The Chairman further noted that the offer made by some of the ‘influencers’ are always irresistible to players, especially in the face of the uncertain nature of the league and the economic challenges facing the Country.
“So, those who have money call your Goalkeeper and Defenders and offer them one or two million Naira that’s difficult to resist,” the Club Administrator had said.
Elder Bassey was once a Journalist who had seen the Nigeria league as a reporter and is now seeing it again as an administrator. No doubt, his remarks go a long way in establishing the effects of match-fixing in the league despite the fact that it is also difficult to catch in the open wind.
Football, a game of mistake?
Coach Aliyu Zubair of Gombe United believes football is a game of mistakes and it would be unjust to tag a player in an event that he caused a mistake that handed an opponent a goal as a ‘sell out’.
“I think it’s something that’s difficult for anybody to just detect. Because football is a game of mistake-anybody can make a mistake. I don’t think that any player that makes mistake should be tagged a ‘sell out’ or should be that suspected is into betting. I, as a Coach, don’t believe in it but it doesn’t mean that it doesn’t exist”.

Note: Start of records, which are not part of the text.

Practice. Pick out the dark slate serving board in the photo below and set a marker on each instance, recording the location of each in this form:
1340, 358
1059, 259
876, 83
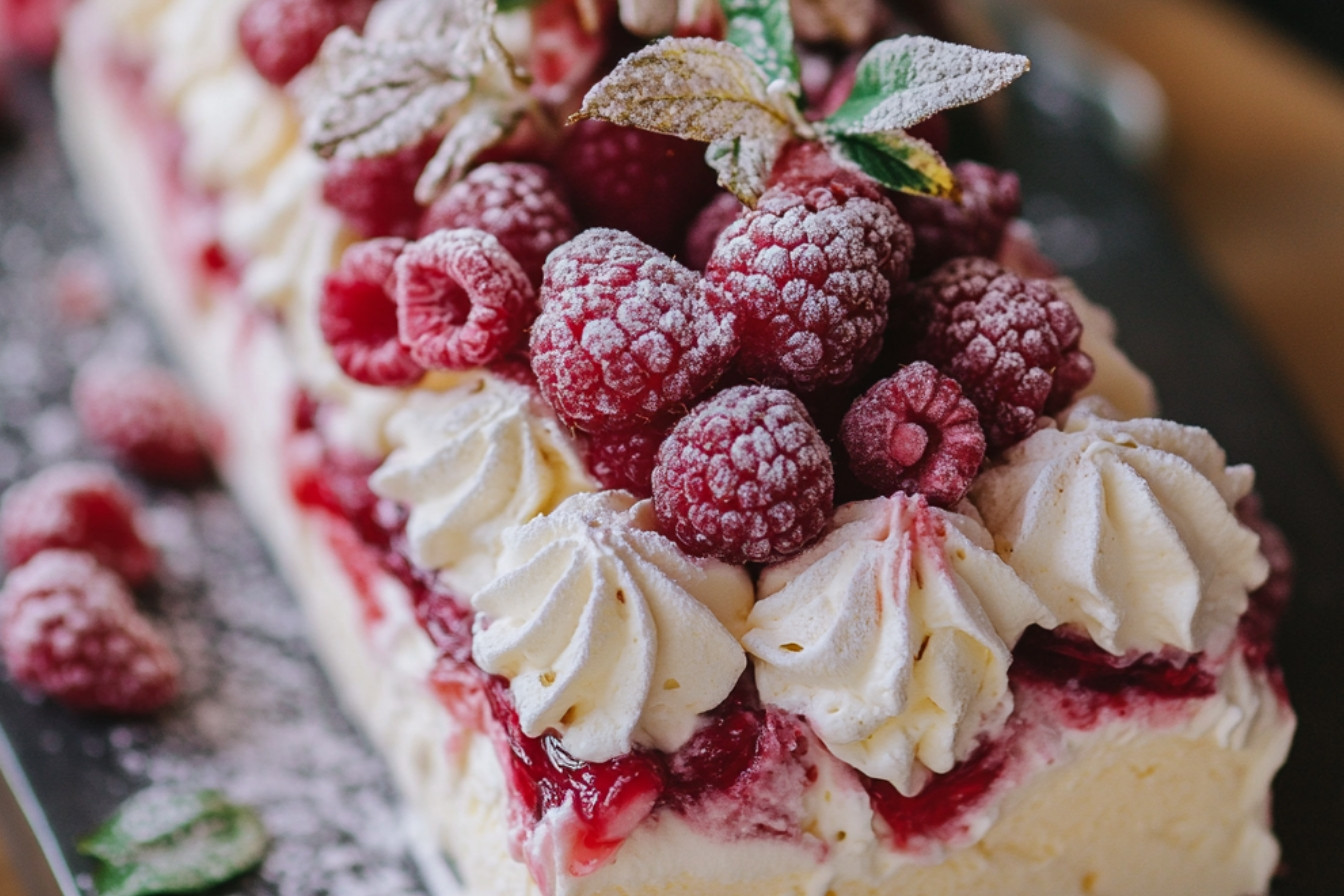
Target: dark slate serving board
278, 739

Can a Referee be an influencer?
Referees in Nigeria league has always been in the news for their roles in the making and growing of Nigeria football. Than anybody else, the dispositions of the ‘arbiters’ have always been the crux of post-match comments of any game based on the interest of those who might have made the remarks.
They are often ‘alleged’ of taking money from club Administrators to bear undue favour and influence on a game whether home or away.
Meanwhile, the just concluded NPFL season saw improved indices on the away win as against the age-long narrative of the home must-win syndrome.
“Teams are up and doing now. We have seen the likes of Rivers United, Plateau United going away to pick some points. I don’t think it’s possible for any Referee to dictate the outcome of a match by betting through that match” said an NPFL Referee who craved anonymity.
He believes that it will be suicidal for any Referee to influence the result of the game, especially in the face of a growing Technology approach to football and the uncertain safety of Referees in most match centres.
Are there rules?
Yes! The league framework made a couple of provisions for the effects of match-fixing. It frowned at it and set some of the most stringent punishments one would ever think of.
Amid the seemingly impossible way of establishing match-fixing case(s) in the league and its rather subtle effects, the league board must step up its scope of undermining match-fixing.
In essence, it’s important for the league boards across all levels to deepen the conversation around and against match-fixing in any form.
“Nigeria league should be pulled out of the betting pool. They should involve EFCC that no Nigerian team should be used for Betting maybe they can use the overseas teams that have come of age and not Nigeria,” said Coach Zubair.
Match fixing and Nigeria Football is truly a situation of a Lion and a Goat: Imagine the relationship between a Lion and a Goat? Your guess is as good as mine.